France | France, Cour d'appel de Paris, Pôle 1 - chambre 1, 17 décembre 2020, 18/01504


Copies exécutoires REPUBLIQUE FRANCAISE

délivrées aux parties le :AU NOM DU PEUPLE FRANCAIS







COUR D'APPEL DE PARIS

Pôle 1 - Chambre 1



ARRET DU 17 DECEMBRE 2020



(n° , 7 pages)



Numéro d'inscription au répertoire général : N° RG 18/01504 - N° Portalis 35L7-V-B7C-B4224



Décision déférée à la Cour : Ordonnance du 20 novembre 2017 qui a conféré l'exequatur à la sentence arbitrale rendue le 31 mars 2016 à [Localité 8] par le tribunal arbitral composé de M. [I] et Mme [B], arbit

res, et de M. [G], président





APPELANT



Monsieur [D] [K] [X] [O] [Z] ou [Z] né le [Date naissance 1] 1961 à [Localité 5] (qatar)



[Adresse 2], ...

Copies exécutoires REPUBLIQUE FRANCAISE

délivrées aux parties le :AU NOM DU PEUPLE FRANCAIS

COUR D'APPEL DE PARIS

Pôle 1 - Chambre 1

ARRET DU 17 DECEMBRE 2020

(n° , 7 pages)

Numéro d'inscription au répertoire général : N° RG 18/01504 - N° Portalis 35L7-V-B7C-B4224

Décision déférée à la Cour : Ordonnance du 20 novembre 2017 qui a conféré l'exequatur à la sentence arbitrale rendue le 31 mars 2016 à [Localité 8] par le tribunal arbitral composé de M. [I] et Mme [B], arbitres, et de M. [G], président

APPELANT

Monsieur [D] [K] [X] [O] [Z] ou [Z] né le [Date naissance 1] 1961 à [Localité 5] (qatar)

[Adresse 2],

[C] [H] [J] [N], [H] [A]

[Adresse 7]

QATAR

représenté par Me Luca DE MARIA de la SELARL PELLERIN - DE MARIA - GUERRE, avocat postulant du barreau de PARIS, toque : L0018

assisté de Me Clément DUPOIRIER et Me Laurence FRANC-MENGET, avocats plaidant du barreau de PARIS, toque : J025

INTIMEE

SOCIETE D'ENTREPRISE ET DE GESTION-QATAR WLL

prise en la personne de ses représentants légaux

[Adresse 6]

[Localité 3]

QATAR

représentée par Me Matthieu BOCCON GIBOD de la SELARL LEXAVOUE PARIS-VERSAILLES, avocat postulant du barreau de PARIS, toque : C2477

assistée de Me Marwan SAKR et de Me Michel NASSAR, avocats au barreau de PARIS, toque : W16 et C1990

COMPOSITION DE LA COUR :

En application des dispositions de l'article 805 et 907 du code de procédure civile, l'affaire a été débattue le 22 octobre 2020, en audience publique, les avocats des parties ne s'y étant pas opposés, devant Mme Anne BEAUVOIS, présidente de chambre et M. François MELIN, conseiller, chargés du rapport.

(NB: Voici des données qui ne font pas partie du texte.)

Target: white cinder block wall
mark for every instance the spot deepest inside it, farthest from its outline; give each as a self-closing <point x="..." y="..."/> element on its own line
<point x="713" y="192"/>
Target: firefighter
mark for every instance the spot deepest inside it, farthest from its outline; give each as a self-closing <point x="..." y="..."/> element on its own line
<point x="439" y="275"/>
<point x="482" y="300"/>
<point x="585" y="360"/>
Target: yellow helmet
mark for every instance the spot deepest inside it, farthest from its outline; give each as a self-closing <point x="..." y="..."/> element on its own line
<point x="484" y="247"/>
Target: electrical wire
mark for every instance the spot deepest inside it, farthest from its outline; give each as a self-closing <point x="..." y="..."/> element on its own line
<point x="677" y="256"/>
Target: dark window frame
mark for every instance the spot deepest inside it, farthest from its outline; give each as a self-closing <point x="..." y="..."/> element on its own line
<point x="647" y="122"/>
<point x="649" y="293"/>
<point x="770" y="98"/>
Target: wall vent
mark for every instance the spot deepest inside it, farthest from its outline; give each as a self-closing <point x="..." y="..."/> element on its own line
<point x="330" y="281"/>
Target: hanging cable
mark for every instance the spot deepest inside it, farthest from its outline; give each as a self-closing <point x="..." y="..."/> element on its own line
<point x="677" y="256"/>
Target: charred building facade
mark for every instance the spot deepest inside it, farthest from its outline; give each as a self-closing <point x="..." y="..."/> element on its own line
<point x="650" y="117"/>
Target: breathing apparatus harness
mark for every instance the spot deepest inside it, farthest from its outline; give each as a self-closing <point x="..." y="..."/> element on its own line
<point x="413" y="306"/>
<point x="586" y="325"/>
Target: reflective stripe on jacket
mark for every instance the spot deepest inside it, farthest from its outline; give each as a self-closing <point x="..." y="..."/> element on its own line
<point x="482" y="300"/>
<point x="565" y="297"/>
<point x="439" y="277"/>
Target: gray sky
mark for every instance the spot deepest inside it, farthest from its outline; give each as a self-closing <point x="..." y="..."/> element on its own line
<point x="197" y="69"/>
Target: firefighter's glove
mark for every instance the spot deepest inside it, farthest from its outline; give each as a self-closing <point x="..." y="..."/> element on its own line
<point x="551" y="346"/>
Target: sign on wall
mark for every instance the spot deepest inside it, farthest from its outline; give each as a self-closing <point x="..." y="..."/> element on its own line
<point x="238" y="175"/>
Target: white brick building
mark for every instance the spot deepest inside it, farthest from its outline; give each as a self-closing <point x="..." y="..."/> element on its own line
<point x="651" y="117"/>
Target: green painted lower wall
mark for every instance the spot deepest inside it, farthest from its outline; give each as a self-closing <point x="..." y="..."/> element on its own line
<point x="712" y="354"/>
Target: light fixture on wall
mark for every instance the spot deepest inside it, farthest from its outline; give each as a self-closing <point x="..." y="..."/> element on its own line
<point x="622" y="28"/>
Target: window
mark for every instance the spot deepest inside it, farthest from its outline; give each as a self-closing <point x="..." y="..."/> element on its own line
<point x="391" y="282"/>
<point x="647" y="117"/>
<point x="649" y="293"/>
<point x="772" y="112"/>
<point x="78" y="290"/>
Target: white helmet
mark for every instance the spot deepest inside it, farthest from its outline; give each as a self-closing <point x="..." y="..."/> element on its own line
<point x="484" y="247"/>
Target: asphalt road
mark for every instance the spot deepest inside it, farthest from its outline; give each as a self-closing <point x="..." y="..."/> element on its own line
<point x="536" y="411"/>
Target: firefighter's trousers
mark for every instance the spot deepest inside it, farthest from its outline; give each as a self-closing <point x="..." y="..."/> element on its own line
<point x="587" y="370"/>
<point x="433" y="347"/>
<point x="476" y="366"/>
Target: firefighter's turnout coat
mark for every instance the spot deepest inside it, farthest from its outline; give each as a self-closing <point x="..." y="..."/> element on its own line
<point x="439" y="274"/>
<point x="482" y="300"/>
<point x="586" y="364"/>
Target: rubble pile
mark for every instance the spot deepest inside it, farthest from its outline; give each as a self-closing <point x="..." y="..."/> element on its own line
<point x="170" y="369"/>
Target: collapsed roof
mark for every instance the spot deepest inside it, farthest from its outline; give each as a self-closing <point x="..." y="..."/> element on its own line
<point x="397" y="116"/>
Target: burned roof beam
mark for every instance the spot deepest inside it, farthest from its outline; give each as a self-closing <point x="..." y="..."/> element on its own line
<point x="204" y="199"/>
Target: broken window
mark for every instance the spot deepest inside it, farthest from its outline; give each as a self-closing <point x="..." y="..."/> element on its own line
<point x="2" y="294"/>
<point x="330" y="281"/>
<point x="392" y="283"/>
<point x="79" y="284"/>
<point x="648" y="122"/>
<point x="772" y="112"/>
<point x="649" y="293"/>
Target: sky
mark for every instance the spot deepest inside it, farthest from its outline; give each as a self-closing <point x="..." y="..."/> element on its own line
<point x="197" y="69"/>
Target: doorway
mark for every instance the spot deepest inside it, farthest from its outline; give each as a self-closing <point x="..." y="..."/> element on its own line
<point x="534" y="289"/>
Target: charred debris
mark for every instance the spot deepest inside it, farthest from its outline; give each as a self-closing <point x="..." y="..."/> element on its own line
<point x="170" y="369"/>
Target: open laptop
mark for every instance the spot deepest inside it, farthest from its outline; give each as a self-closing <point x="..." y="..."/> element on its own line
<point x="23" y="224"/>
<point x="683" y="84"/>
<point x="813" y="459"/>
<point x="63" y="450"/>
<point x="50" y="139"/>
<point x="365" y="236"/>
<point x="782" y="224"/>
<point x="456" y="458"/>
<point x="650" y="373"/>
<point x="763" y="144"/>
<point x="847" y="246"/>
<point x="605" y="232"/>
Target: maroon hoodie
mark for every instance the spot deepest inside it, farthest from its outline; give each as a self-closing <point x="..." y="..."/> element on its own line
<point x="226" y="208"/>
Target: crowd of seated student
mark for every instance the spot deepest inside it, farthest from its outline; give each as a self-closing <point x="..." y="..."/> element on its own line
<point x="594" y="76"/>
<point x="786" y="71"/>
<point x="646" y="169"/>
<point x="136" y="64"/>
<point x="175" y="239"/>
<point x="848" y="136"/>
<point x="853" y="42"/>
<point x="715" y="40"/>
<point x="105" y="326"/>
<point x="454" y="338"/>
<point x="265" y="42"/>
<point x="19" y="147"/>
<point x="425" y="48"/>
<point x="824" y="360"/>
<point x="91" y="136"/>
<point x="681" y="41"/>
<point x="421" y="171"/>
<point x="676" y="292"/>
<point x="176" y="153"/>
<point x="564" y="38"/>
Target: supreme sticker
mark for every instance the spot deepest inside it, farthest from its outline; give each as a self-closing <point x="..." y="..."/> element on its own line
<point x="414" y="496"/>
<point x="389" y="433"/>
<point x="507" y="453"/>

Ce magistrats ont rendu compte des plaidoiries dans le délibéré de la Cour, composée de :

Mme Anne BEAUVOIS, présidente de chambre

M. François MELIN, conseiller

Mme Marie-Catherine GAFFINEL, conseillère

Greffier, lors des débats : Mme Mélanie PATE

ARRET :

- contradictoire

- par mise à disposition de l'arrêt au greffe de la Cour, les parties en ayant été préalablement avisées dans les conditions prévues au deuxième alinéa de l'article 450 du code de procédure civile.

- signé par Mme Anne BEAUVOIS, présidente de chambre et par Mme Mélanie PATE, greffière, présente lors de la mise à disposition.

FAITS ET PROCÉDURE

M. [D] [K] [X] [O] [Z], ci-après M. [Z], entrepreneur qatari, a conclu avec la Société d'Entreprise et de Gestion - Qatar (la SEGQ), société de droit qatari, des contrats ayant pour objet la construction de deux tours à [Localité 5] (Qatar).

Des différends étant nés portant sur l'exécution des contrats, deux lettres d'engagement contenant une clause compromissoire ont été signées le 3 avril 2008 par la SEGQ et M. [Z]. Cette clause est ainsi rédigée « « in case of dispute a local arbitrator(s) shall be assigned to resolve the conflict », en français « en cas de litige, un ou des arbitre(s) local(aux) sera(ont) nommé(s) afin de résoudre le conflit ».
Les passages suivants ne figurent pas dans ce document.